DALLA RAFFINERIA, CHE OLTRE A PRODURRE olio combustibile per navi ha emesso nel corso degli anni tra le altre anidride carbonica, zolfo, benzene, zinco e cromo, al porto – con nel mezzo la centrale termoelettrica, nata su una attiva dal 1907, entrata in funzione nel 1963, chiusa nel 2015 e che emetteva tra gli altri ossidi di azoto, zolfo e particolato – il passo è breve nel vero senso della parola: circa 4 chilometri a piedi. «Quando c’è libeccio e le navi sono ormeggiate a motore acceso, in città arriva una nube nera» ci dice Mario, che abita vicino al porto vecchio. «D’estate anche se fa un caldo pazzesco devi tener tutto chiuso per l’odore delle navi – osserva Luca Ribechini di Livorno Porto Pulito, una delle tante associazioni e comitati che battagliano per la salute dei cittadini – e le persone hanno difficoltà a respirare per strada.
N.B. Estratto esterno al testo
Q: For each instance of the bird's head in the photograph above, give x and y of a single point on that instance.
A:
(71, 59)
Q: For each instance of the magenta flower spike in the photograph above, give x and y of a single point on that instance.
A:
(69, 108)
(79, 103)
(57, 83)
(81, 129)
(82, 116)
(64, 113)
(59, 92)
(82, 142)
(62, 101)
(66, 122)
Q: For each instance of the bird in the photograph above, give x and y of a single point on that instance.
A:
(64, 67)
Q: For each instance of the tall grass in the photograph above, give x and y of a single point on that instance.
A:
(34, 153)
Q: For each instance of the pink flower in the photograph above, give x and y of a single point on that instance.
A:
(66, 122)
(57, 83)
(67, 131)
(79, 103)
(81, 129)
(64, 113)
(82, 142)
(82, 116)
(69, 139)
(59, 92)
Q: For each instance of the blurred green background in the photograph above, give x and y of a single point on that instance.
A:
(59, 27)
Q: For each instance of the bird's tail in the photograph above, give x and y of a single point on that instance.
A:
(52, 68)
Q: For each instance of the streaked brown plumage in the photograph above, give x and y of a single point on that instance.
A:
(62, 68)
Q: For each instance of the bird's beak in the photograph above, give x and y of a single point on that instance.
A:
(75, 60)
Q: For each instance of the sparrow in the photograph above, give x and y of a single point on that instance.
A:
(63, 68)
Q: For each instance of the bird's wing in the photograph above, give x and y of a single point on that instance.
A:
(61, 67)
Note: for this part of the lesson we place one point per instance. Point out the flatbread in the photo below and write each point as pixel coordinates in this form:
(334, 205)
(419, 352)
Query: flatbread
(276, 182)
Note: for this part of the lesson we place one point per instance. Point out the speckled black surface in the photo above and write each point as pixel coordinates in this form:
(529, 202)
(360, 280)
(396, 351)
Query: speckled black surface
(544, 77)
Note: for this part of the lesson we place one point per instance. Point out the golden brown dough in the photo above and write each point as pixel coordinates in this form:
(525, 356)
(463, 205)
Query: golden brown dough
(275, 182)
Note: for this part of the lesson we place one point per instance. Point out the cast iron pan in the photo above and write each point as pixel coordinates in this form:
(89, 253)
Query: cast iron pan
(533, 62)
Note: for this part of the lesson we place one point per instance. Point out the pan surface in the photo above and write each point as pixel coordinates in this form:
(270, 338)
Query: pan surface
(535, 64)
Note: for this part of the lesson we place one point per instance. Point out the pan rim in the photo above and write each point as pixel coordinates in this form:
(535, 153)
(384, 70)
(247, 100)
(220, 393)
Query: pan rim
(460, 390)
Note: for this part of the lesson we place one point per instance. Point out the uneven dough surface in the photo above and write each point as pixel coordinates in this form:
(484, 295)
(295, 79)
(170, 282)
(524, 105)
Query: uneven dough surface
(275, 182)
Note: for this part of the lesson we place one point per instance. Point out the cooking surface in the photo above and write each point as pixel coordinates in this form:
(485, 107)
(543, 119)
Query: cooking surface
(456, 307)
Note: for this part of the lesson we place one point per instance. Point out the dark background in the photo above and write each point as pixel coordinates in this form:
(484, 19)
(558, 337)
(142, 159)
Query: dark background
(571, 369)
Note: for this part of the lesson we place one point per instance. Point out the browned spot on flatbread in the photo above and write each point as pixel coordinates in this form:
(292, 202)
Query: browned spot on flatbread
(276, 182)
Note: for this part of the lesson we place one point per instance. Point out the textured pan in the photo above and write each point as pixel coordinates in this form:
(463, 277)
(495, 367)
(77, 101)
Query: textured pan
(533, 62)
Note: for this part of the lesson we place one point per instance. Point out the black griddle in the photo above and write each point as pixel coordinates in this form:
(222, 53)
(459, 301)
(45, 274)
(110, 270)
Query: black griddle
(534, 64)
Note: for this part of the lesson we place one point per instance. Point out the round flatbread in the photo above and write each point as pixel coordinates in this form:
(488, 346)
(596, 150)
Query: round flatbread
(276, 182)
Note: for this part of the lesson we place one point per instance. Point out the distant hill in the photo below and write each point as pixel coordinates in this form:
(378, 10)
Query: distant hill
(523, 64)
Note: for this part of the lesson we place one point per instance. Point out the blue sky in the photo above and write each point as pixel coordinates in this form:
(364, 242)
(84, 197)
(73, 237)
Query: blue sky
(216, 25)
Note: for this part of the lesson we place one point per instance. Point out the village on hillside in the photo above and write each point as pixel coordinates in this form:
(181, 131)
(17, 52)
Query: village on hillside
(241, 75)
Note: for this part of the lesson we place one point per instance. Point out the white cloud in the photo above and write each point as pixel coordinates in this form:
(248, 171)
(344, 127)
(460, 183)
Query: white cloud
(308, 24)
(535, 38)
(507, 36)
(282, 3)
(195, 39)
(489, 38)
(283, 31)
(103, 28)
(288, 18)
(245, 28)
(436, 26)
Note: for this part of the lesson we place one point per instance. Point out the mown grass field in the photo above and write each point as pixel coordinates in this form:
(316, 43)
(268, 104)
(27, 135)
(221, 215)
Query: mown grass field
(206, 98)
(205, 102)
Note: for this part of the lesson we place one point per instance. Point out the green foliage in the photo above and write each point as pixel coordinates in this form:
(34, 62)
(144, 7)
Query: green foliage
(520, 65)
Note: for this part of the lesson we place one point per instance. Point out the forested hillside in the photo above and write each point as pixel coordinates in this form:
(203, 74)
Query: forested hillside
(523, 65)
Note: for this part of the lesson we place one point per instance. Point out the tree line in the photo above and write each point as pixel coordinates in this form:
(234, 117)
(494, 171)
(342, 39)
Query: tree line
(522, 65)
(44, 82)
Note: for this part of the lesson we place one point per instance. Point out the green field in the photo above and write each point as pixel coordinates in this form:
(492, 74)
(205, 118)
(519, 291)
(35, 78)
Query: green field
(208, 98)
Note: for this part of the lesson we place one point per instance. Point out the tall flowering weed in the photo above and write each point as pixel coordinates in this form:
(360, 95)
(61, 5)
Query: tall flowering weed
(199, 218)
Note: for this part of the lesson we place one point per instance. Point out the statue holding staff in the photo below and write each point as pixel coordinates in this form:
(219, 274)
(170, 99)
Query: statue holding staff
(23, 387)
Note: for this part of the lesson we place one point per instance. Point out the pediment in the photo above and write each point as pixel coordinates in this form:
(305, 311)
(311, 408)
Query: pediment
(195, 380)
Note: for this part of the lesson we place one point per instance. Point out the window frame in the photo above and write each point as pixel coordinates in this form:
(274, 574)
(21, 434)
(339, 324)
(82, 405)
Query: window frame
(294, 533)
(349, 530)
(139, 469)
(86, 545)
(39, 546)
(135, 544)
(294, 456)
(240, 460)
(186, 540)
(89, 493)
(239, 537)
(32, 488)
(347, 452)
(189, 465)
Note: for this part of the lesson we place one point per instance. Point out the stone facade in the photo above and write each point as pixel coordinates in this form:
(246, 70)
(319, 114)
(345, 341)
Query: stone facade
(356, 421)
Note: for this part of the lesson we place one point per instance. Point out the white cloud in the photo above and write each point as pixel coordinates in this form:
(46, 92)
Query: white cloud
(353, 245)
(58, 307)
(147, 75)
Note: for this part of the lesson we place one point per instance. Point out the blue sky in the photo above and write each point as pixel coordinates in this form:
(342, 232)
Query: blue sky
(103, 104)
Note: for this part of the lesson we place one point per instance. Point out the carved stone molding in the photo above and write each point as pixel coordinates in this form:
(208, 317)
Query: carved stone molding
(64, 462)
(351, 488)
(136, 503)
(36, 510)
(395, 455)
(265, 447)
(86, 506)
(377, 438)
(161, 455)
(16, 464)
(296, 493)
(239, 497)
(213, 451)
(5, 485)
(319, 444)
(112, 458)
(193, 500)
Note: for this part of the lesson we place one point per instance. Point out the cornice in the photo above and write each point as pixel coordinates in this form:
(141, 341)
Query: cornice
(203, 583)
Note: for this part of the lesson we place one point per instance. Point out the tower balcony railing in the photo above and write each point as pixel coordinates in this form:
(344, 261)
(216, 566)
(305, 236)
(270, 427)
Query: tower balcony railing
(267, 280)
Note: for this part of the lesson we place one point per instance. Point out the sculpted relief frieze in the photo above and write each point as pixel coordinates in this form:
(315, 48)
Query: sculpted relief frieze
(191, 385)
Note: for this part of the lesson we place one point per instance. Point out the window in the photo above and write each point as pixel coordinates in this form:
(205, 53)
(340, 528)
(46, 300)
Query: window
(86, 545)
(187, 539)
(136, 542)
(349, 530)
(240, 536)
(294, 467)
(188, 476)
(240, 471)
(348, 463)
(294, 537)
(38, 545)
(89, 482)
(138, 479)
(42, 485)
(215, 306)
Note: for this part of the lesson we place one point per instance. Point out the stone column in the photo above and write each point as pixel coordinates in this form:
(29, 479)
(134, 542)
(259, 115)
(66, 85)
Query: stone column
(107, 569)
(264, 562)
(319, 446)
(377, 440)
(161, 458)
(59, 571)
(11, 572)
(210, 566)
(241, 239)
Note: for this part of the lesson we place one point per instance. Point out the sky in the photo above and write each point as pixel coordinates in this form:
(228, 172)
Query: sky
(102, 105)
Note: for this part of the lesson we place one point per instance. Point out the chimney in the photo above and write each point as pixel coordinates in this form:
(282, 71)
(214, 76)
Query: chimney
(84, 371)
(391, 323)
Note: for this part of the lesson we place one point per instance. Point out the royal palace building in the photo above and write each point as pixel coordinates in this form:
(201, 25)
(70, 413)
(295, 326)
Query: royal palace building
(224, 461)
Nel 2018 il porto, a detta dell’autorità portuale, produceva 5 volte il biossido di azoto di tutte le più di 100mila macchine circolanti a Livorno. Un dato dettato sia dal fatto che le navi devono tenere acceso il motore e banchina per gli impianti sia dal gran numero di arrivi tra navi da crociera, circa 400, e mercantili. E col progetto Darsena Europa i traffici sono destinati ad aumentare».
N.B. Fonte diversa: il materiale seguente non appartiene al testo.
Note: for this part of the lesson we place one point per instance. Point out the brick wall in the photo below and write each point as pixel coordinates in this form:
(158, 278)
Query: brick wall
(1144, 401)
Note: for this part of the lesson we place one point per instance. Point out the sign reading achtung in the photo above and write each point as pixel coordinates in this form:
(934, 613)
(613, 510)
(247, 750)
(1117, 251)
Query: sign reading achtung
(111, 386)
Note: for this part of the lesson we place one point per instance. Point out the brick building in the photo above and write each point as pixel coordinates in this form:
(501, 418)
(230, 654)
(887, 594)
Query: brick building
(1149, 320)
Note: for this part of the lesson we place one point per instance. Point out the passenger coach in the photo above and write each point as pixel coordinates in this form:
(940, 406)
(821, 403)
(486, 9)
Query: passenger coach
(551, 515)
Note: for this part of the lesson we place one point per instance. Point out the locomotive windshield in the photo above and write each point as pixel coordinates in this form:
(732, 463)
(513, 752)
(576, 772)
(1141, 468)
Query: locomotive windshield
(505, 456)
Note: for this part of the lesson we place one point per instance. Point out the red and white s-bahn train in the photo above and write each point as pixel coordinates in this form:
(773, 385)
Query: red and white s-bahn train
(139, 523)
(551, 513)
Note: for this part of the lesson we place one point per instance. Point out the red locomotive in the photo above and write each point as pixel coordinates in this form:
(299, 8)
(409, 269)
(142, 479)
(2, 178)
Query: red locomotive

NONOSTANTE LE PROTESTE DI MOLTI cittadini, i valori attuali dell’aria sembrerebbero nei parametri. «I valori attuali rilevati da Arpat sono a norma e mediamente non ci sono sforamenti – sottolinea Manrico Golfarini di Legambiente Livorno – c’è stata una diminuzione rispetto ad anni fa visto che è chiusa la centrale e la raffineria è in fase di ristrutturazione per diventare una bioraffineria. Sugli effetti epidemiologici c’è da vedere le cause visto che ce ne possono essere tante. Ci vogliono studi molto limitati su persone molto conosciute. Dire, come sento in giro, che sono aumentati i livelli di benzene e pm10 e questo significa un aumento di morti, è una correlazione assai pericolosa da fare».
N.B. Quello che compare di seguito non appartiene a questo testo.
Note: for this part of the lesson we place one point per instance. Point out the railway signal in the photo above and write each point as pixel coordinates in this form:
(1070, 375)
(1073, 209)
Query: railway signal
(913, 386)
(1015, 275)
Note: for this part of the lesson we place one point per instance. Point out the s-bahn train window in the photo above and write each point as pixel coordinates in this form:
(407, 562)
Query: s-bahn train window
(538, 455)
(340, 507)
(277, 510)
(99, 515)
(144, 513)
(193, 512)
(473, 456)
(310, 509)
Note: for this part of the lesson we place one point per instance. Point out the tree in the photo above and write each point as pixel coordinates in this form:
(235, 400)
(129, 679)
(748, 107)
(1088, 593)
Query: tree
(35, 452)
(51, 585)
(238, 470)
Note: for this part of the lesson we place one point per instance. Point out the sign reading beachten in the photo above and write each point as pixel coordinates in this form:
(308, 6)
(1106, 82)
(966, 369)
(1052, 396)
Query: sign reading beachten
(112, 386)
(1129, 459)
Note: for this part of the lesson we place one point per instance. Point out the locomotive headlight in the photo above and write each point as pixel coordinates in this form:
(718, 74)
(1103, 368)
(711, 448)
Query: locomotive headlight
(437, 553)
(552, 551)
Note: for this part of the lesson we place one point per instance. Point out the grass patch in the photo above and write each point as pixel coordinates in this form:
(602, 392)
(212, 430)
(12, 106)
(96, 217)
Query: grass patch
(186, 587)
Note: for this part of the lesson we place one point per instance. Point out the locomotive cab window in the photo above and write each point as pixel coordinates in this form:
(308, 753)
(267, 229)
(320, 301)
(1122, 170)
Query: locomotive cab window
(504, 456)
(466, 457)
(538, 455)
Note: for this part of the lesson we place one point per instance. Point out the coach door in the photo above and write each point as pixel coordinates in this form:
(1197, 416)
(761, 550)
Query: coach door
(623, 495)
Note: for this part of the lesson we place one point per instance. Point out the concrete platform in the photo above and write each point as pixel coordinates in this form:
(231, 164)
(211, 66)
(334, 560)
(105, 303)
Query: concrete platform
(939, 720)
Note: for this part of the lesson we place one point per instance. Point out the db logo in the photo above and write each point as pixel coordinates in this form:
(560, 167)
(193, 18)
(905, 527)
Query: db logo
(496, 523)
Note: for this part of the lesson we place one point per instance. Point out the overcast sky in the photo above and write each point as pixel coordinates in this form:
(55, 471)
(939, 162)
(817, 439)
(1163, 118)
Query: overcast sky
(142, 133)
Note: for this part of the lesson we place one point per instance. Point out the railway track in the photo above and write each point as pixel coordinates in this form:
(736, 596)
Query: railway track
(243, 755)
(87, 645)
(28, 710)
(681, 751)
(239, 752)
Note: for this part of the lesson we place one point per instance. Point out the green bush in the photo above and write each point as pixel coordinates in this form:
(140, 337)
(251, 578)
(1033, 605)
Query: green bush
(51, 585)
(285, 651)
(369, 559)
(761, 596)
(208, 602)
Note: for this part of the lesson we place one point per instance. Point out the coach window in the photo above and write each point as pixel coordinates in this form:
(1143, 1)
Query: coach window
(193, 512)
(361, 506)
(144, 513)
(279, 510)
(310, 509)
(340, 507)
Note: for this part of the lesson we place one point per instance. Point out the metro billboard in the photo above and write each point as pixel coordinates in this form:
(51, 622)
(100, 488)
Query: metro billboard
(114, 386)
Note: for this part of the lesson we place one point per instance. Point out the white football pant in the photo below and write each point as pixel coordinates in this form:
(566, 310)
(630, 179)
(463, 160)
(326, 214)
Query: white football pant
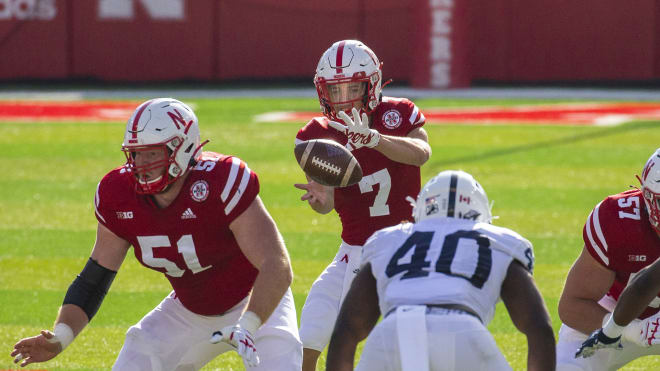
(171, 337)
(455, 342)
(321, 308)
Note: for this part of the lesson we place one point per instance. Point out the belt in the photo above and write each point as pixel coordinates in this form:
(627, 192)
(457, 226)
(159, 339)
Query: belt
(445, 309)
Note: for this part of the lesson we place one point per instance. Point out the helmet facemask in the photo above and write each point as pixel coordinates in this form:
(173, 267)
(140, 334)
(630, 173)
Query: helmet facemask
(146, 182)
(344, 94)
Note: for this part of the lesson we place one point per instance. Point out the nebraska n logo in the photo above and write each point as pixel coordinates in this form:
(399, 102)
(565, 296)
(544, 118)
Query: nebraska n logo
(178, 119)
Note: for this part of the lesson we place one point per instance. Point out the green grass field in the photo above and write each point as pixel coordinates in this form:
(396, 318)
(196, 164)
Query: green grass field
(544, 179)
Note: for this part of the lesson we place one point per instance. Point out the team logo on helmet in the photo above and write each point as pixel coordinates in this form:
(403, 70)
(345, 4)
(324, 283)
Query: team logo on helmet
(199, 191)
(392, 119)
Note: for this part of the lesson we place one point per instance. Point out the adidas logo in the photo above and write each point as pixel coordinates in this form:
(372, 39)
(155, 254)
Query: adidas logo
(188, 214)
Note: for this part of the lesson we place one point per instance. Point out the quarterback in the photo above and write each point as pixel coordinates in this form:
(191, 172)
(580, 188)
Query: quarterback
(436, 283)
(621, 240)
(387, 138)
(197, 218)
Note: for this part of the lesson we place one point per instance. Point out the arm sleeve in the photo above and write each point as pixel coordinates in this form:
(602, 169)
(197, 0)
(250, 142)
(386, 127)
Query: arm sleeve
(240, 187)
(595, 240)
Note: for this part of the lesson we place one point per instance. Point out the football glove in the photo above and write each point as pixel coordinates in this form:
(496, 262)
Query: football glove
(597, 340)
(240, 337)
(357, 130)
(643, 333)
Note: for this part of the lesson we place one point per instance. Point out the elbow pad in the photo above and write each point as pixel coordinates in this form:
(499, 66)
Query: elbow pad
(89, 288)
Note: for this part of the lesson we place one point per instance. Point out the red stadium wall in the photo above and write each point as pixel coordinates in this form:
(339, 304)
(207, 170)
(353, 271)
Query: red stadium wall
(428, 43)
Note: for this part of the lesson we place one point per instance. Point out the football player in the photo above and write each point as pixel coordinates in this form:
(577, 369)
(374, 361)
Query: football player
(621, 239)
(387, 137)
(197, 218)
(436, 282)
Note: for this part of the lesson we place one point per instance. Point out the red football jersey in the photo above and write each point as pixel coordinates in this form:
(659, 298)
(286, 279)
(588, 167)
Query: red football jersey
(379, 199)
(619, 236)
(190, 240)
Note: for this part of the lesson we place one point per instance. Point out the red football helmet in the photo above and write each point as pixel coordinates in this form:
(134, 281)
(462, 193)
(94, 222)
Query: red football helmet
(164, 133)
(650, 180)
(348, 75)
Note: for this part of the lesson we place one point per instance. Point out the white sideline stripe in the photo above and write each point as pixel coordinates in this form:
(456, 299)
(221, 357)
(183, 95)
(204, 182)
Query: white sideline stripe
(239, 192)
(235, 164)
(591, 239)
(412, 93)
(97, 199)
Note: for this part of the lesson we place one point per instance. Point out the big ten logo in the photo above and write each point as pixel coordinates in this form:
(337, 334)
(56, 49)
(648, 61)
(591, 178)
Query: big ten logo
(441, 13)
(155, 9)
(28, 9)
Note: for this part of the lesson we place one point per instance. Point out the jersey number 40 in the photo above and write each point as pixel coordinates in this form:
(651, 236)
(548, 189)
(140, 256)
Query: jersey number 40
(421, 241)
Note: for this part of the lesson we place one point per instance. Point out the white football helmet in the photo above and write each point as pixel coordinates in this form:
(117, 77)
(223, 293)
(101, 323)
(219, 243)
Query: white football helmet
(650, 180)
(348, 75)
(162, 124)
(453, 194)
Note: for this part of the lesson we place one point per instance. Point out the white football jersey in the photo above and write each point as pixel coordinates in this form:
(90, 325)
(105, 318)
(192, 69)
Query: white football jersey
(444, 261)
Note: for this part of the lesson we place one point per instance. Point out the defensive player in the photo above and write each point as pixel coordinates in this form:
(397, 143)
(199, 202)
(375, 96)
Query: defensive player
(621, 238)
(386, 136)
(196, 217)
(436, 282)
UNO STUDIO EPIDEMIOLOGICO ‘RISTRETTO’ che possa dirimere la questione, manca. A Cremona, per cercare di dare delle risposte, lo hanno fatto. «Abbiamo fatto uno studio che in psicologia si chiama casa controllo – spiegano Marco Villa, direttore del servizio epidemiologico e la dottoressa Paola Ballottari dell’Ats Val Padana – cioè abbiamo associato ad ogni caso di leucemia quattro persone sane, siamo andati a vedere dove abitavano, abbiamo geo referenziato questi indirizzi, li abbiamo associati al valore medio di pm10 annuo e siamo andati a vedere se c’erano differenze. I dati emersi suggeriscono un aumento delle leucemie acute all’aumentare della concentrazione di pm10 in particolare per le leucemie mieloidi e tra le donne. Sono numeri coerenti con uno studio più grande, danese, che ha trovato una evidenza di questa relazione tra aumento di rischio di leucemia acuta mieloide e aumento di pm10».

UNO STUDIO ANALOGO ANCHE A LIVORNO, sembrerebbe sempre più necessario. «Il profilo di mortalità risulta peggiore di quello regionale nell’insieme dell’area del Sin – sottolinea Fabrizio Bianchi, epidemiologo – ma in assenza di studi su scala geografica più piccola non è possibile stabilire quanto le criticità di salute siano più o meno marcate nelle sub-aree maggiormente interessate dalle emissioni del polo industriale.

LO STUDIO EPIDEMIOLOGICO su base di residenza individuale, programmato da 4 anni ma mai effettuato a causa di barriere poste per la tutela della privacy è sempre più urgente».